Good work, humans! Once again, in a startling feat of “messing up nature and then just kind of denying that anything’s really wrong,” we’ve destroyed so much of the giraffe’s natural habitat that the animal — the tallest in the world! — is now on a swift decline, with numbers of giraffes plunging dangerously within the past 30 years. How dangerously?
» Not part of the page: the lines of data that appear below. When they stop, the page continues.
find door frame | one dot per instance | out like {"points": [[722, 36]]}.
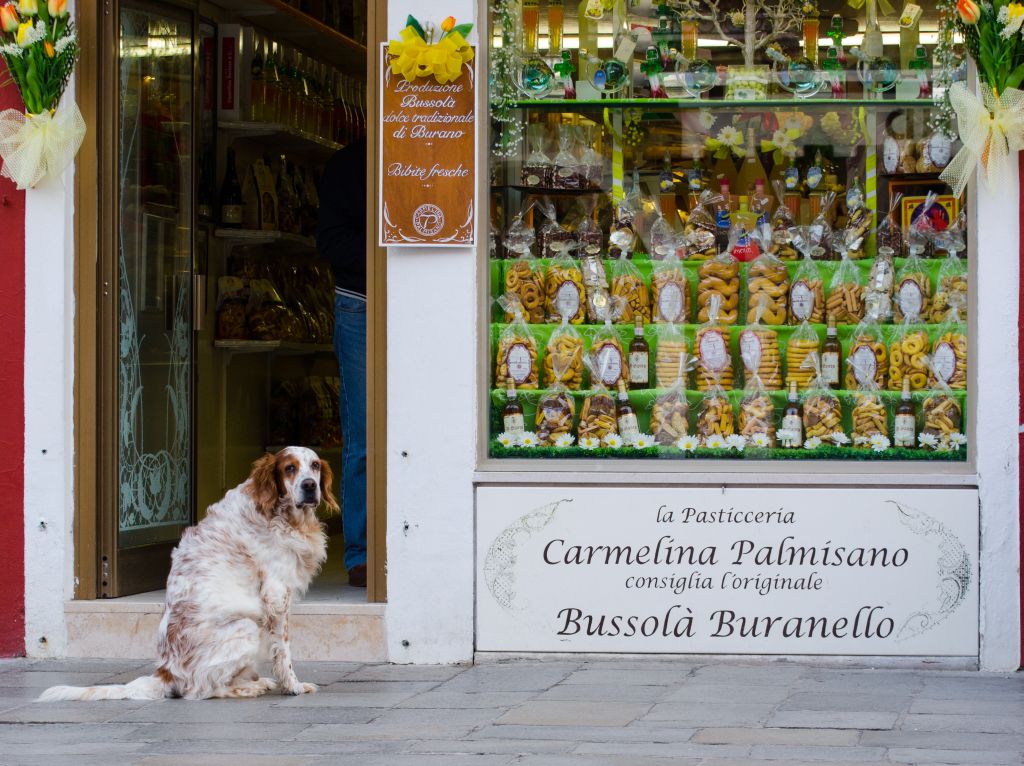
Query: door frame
{"points": [[95, 333]]}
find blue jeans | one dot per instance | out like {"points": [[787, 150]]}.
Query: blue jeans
{"points": [[350, 347]]}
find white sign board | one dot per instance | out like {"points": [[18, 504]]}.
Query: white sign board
{"points": [[738, 570]]}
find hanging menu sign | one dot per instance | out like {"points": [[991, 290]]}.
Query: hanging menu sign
{"points": [[427, 171]]}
New information reveals that almost 40 percent of giraffes have disappeared from the earth between 1985 and 2015 and so our black-tongued leaf-eating friends have now been placed upon the “red list” created by the Union for the Conservation of Nature.
According to The Guardian, which analyzed the list for our horror and benefit, if these trends continue, we’re looking at a much bigger crisis than we’ve been expecting (isn’t that always the way?) with more and more animals becoming extinct — some before they’ve even had a chance to be described, let alone studied — and relatives of crop plants (used to breed hardier and new varieties of the plants we use for food) disappearing as we bulldoze over them in the name of expansion.
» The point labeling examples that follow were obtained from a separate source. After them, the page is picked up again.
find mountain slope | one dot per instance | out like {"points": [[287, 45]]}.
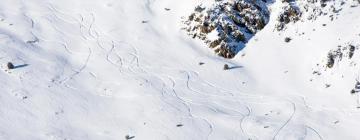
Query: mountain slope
{"points": [[106, 69]]}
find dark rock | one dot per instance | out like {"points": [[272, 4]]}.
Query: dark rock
{"points": [[10, 65]]}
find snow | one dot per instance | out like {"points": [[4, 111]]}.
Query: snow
{"points": [[95, 71]]}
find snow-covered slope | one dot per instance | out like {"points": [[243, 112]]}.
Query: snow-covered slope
{"points": [[120, 69]]}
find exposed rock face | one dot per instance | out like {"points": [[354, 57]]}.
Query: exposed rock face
{"points": [[290, 13], [228, 25]]}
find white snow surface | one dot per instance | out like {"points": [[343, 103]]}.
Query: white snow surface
{"points": [[91, 70]]}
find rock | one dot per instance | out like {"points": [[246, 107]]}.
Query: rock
{"points": [[10, 65], [226, 67]]}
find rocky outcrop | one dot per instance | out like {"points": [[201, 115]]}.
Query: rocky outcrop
{"points": [[228, 25]]}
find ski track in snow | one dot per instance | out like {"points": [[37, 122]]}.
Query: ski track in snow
{"points": [[97, 70]]}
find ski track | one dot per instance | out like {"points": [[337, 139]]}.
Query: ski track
{"points": [[127, 59]]}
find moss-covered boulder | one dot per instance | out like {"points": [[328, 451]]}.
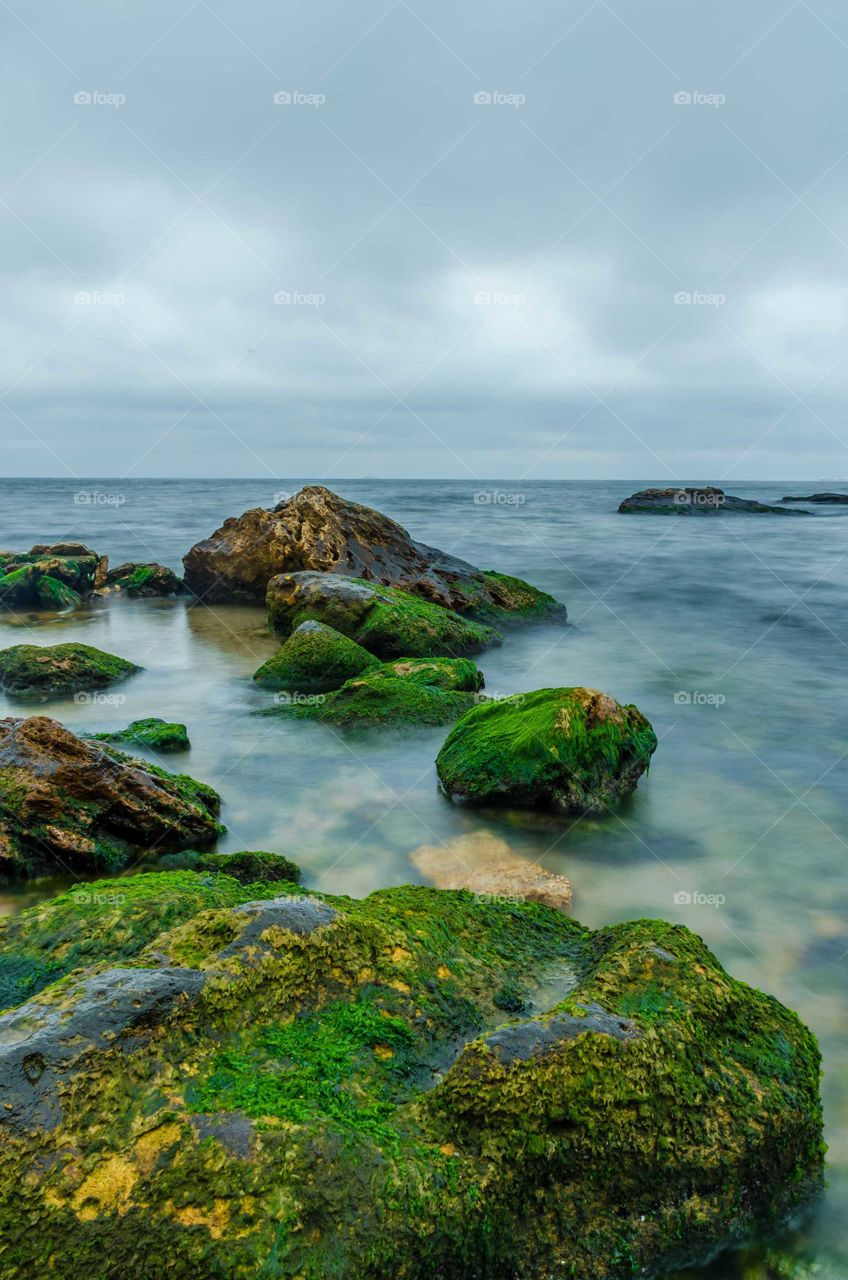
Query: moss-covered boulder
{"points": [[249, 867], [73, 803], [569, 749], [314, 658], [44, 671], [406, 691], [310, 1087], [49, 576], [142, 580], [386, 621], [153, 732]]}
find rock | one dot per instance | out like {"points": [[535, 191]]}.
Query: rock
{"points": [[155, 734], [697, 502], [49, 576], [386, 621], [72, 803], [314, 658], [318, 530], [486, 864], [44, 671], [574, 750], [834, 498], [331, 1084], [249, 868], [147, 580]]}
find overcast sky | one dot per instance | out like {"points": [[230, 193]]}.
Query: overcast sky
{"points": [[454, 246]]}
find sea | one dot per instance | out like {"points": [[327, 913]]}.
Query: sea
{"points": [[729, 632]]}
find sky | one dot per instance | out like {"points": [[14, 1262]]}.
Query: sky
{"points": [[568, 238]]}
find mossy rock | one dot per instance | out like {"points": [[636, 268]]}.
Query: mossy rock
{"points": [[144, 580], [250, 867], [575, 750], [40, 671], [315, 658], [313, 1087], [384, 620], [155, 734], [80, 804], [406, 691]]}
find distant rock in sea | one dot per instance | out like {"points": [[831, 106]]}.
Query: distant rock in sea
{"points": [[835, 498], [697, 502]]}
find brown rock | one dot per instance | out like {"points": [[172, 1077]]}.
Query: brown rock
{"points": [[318, 530], [72, 801], [486, 864]]}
The new red list found the giraffe population had plummeted from about 157,000 to 97,500 in the last 30 years and the species had jumped two IUCN categories from “least concern” to now “vulnerable”. As the human population in Africa rises, habitat loss from farming and deforestation, illegal hunting and the impact of civil wars are all pushing the creature towards extinction.
“Whilst giraffes are commonly seen on safari, in the media and in zoos, people – including conservationists – are unaware that these majestic animals are undergoing a silent extinction,” said Julian Fennessy, co-chair of the IUCN’s giraffe and okapi specialist group. “It is timely that we stick our neck out for the giraffe before it is too late,” he said.